In 2007, then-Police Chief Gary Smith surprised Roder and other leaders with a news conference at which police said hundreds of young people in town could be on heroin or another dangerous drug.
A date of a jury trial in Coulombe-Fiore's case has not been announced.
Coulombe-Fiore filed a complaint with the state's Equal Employment Opportunity Commission (EEOC) on Feb. 29. The EEOC issued a Notice of Right to Sue on June 9.
After she was hired, three members of Northfield's Economic Development Authority expressed opposition to Roder about having a woman as economic development manager, according to Coulombe-Fiore.

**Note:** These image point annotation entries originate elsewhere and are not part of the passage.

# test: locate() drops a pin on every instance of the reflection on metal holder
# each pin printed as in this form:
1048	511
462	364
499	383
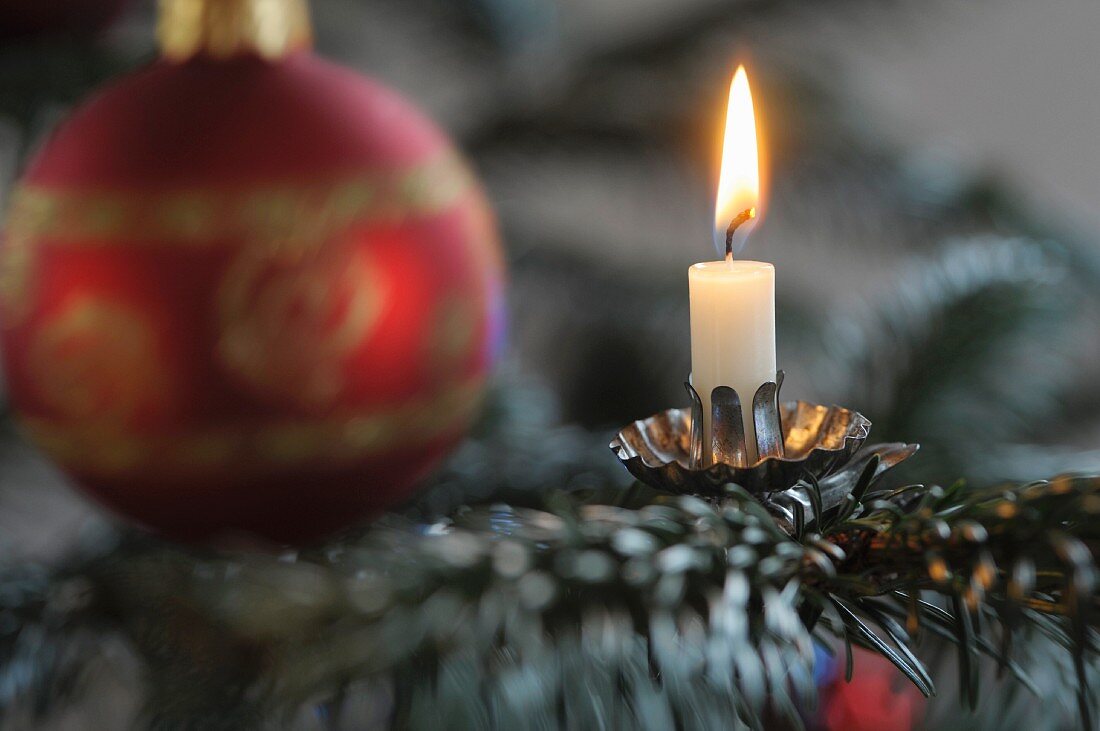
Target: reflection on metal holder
795	440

Coulombe-Fiore also alleges that Northfield's human resources director told her to fire an employee whose daughter had health issues before the employee's one-year anniversary of employment. When she refused, the HR director supposedly said Coulombe-Fiore "would suffer the consequences."
Coulombe-Fiore developed her own health problems and was diagnosed in the spring of 2008 with hypertrophic cardiomyopathy, a heart condition.
According to Coulombe-Fiore, she was called into her supervisor's office on May 5 and told to resign. The reason given, she said, was that "she didn't fit in.''
Coulombe-Fiore resigned the next day, saying she did not want to have a firing on her record.
Coulombe-Fiore claims that the human resources director for the city later told Lansing and several City Council members that Coulombe-Fiore was leaving because she had a medical issue and was an insurance risk.
Chrastil said he is confident he has the evidence to show that Northfield officials have used similar tactics on others.